キリシタン大名として知られる有馬晴信ですが、はじめは父・義貞の時代に建てられた教会を破壊するなど、キリスト教とは距離を置いていました。しかしその後、晴信は領土を守るための手段として洗礼を受けると、次第に心からキリスト教を信仰していくようになります。
また、海外交易で幅広い情報を手に入れていた晴信は、日本では数少ない国際的な視野を持つ人物でもあり、イエズス会の宣教師から重要視されていました。そのようなキリシタン大名・有馬晴信の半生を追います。
1571年、兄の義純が死去したことにともない、晴信はわずか4才にして有馬家の家督を継ぎました。いまでこそ熱心なキリシタン大名として知られる晴信ですが、最初からそうだったわけではありません。洗礼を受けた父・義貞が病で床に伏せ、宣教師に会いたいと願ったときには、晴信はこれを拒みました。また、父の死後には教会や十字架などを破壊しました。晴信ははじめ、キリスト教と距離を置いていたのです。
しかし、佐賀の龍造寺隆信の勢力がいよいよ強くなり、有馬の地を脅かすようになると、晴信は一転して宣教師やイエズス会に支援を要請するようになります。ヴァリニャーノが1579年に口之津に降り立った翌年には、自ら洗礼を受けて信者になります。このとき晴信は13才でした。まだ若い晴信が龍造寺氏に対抗するための軍事・経済力を手に入れるためには、イエズス会に支援してもらう必要があったのです。
晴信はそれだけでなく、同じく龍造寺氏と対立していた島津氏にも助けを求めました。こうして晴信はイエズス会と島津氏のバックアップを受け、龍造寺氏に抵抗するようになります。そして1584年3月、龍造寺隆信は数万におよぶ大群を自ら率いて島原半島北部よりついに攻め込んできました。迎え撃つ有馬・島津連合軍はわずか6~8千ほど。

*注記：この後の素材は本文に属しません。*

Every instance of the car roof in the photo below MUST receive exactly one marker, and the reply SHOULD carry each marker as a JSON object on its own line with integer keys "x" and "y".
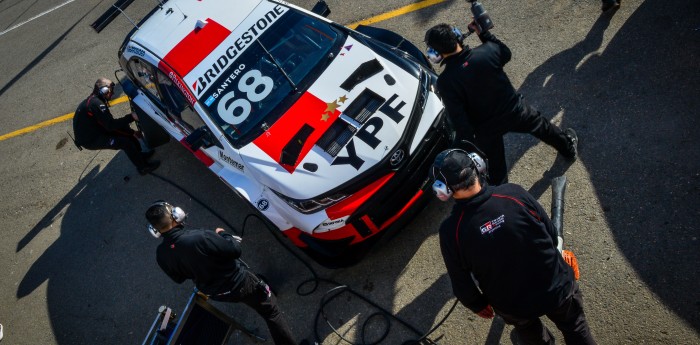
{"x": 169, "y": 26}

両軍は沖田畷(現在の島原市北門町付近)で対峙し、合戦がはじまりました。このときにはイエズス会が晴信に提供した大砲も大いに威力を発揮したといわれています。桁違いの軍勢で圧倒的に不利であったにもかかわらず、有馬・島津連合軍は隆信を討ち取ることができたのです。

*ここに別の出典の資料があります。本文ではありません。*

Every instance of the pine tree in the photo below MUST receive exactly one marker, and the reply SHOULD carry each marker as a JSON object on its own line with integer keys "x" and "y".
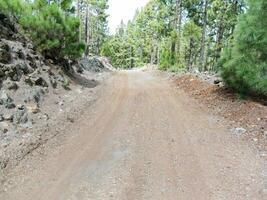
{"x": 245, "y": 64}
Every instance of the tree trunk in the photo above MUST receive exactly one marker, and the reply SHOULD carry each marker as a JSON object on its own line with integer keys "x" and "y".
{"x": 87, "y": 30}
{"x": 190, "y": 59}
{"x": 179, "y": 24}
{"x": 79, "y": 16}
{"x": 203, "y": 40}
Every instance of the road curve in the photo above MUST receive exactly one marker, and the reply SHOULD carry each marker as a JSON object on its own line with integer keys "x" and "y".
{"x": 142, "y": 140}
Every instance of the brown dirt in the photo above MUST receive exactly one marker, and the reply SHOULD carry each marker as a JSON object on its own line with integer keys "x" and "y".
{"x": 141, "y": 139}
{"x": 242, "y": 113}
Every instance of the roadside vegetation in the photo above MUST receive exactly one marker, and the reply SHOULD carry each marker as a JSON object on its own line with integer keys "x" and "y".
{"x": 227, "y": 37}
{"x": 60, "y": 28}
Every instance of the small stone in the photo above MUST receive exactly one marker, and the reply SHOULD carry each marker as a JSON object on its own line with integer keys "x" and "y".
{"x": 8, "y": 117}
{"x": 217, "y": 81}
{"x": 1, "y": 118}
{"x": 41, "y": 82}
{"x": 33, "y": 108}
{"x": 239, "y": 131}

晴信はこの戦いに勝利したことの恩賞として、当時領地として治めていた長崎の浦上村をイエズス会に寄進します。浦上ではすでにキリスト教の布教が行われていましたが、この寄進をきっかけに、より深くキリスト教が根付いていくことになります。
晴信は龍造寺氏の脅威からは解放されたものの、今度は援助してもらった島津氏とイエズス会との間で板挟みになってしまいます。イエズス会は当初、浦上ではなく雲仙を恩賞として寄進するよう求めましたが、島津氏がそれに猛反対したのです。薩摩の国と島津氏は仏教に深く帰依しており、もともと修験者の霊山だった雲仙において、僧院や仏像が再建されることを望んでいました。また、雲仙は火薬の原料となる硫黄の産地でもあったため、これが外国人の手に渡ることを恐れたとも考えられます。その他にも島津氏は折にふれて「キリスト教を棄教するように」と晴信に勧告したといいます。

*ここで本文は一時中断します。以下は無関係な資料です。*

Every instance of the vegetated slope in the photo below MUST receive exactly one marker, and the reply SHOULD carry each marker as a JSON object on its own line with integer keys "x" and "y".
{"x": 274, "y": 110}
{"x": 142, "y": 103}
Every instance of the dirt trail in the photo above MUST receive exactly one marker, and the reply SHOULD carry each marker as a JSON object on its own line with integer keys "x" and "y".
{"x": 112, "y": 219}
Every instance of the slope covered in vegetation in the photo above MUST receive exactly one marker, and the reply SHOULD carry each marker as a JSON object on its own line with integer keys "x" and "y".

こうした状況の中、キリシタンで後に肥後宇土城主となる小西行長は、所領する小豆島において司祭を招いてキリスト教を布教する一方、豊臣秀吉と諸大名を取り結ぶ役割も担っていました。豊臣秀吉が九州平定に乗り出した際には、晴信は島津氏側にはつかず小西行長を通じて秀吉方に加わりました。その結果、島津氏が降伏し九州平定がなった後に行われた九州国分において晴信は島原半島を安堵され、小西行長は肥後・宇土城を本拠とし天草も治めるようになるのです。このころ天草では人口の大半がキリシタンだったそうです。後に遣欧使節の4少年も学ぶコレジヨやノビシアド(修練院)が設立されますが、これら天草でのイエズス会の活動を行長は保護し、支援しました。
振り返ってみると、龍造寺氏との戦いにおいても、九州平定時においても、晴信を支えたのはキリスト教であったといえます。戦国時代のめまぐるしく移り変わる勢力図のなかで、晴信はキリスト教を信仰することで生き抜くことができたのです。はじめは領土を守るための洗礼であったかもしれませんが、晴信の信仰は徐々に揺るぎないものとなっていきました。九州平定後の1587年7月、秀吉はバテレン追放令を出しますが、晴信は苦境に陥った宣教師やセミナリヨを領内に引き受けて保護します。
1590年8月13日には全国の宣教師が有馬領の加津佐に集まり、イエズス会総協議会が開催されました。そこでは禁教下の布教方法として、天正遣欧少年使節が持ち帰ったグーテンベルク印刷機を用いてキリシタン版を印刷することが決定されます。こうして日本初の金属活字本である「サントスの御作業(諸聖者の御作業)」が加津佐で印刷されました。このようなイエズス会の活動は、キリスト教の保護と宣教師の安全を保障した晴信の領地だからこそ可能だったのです。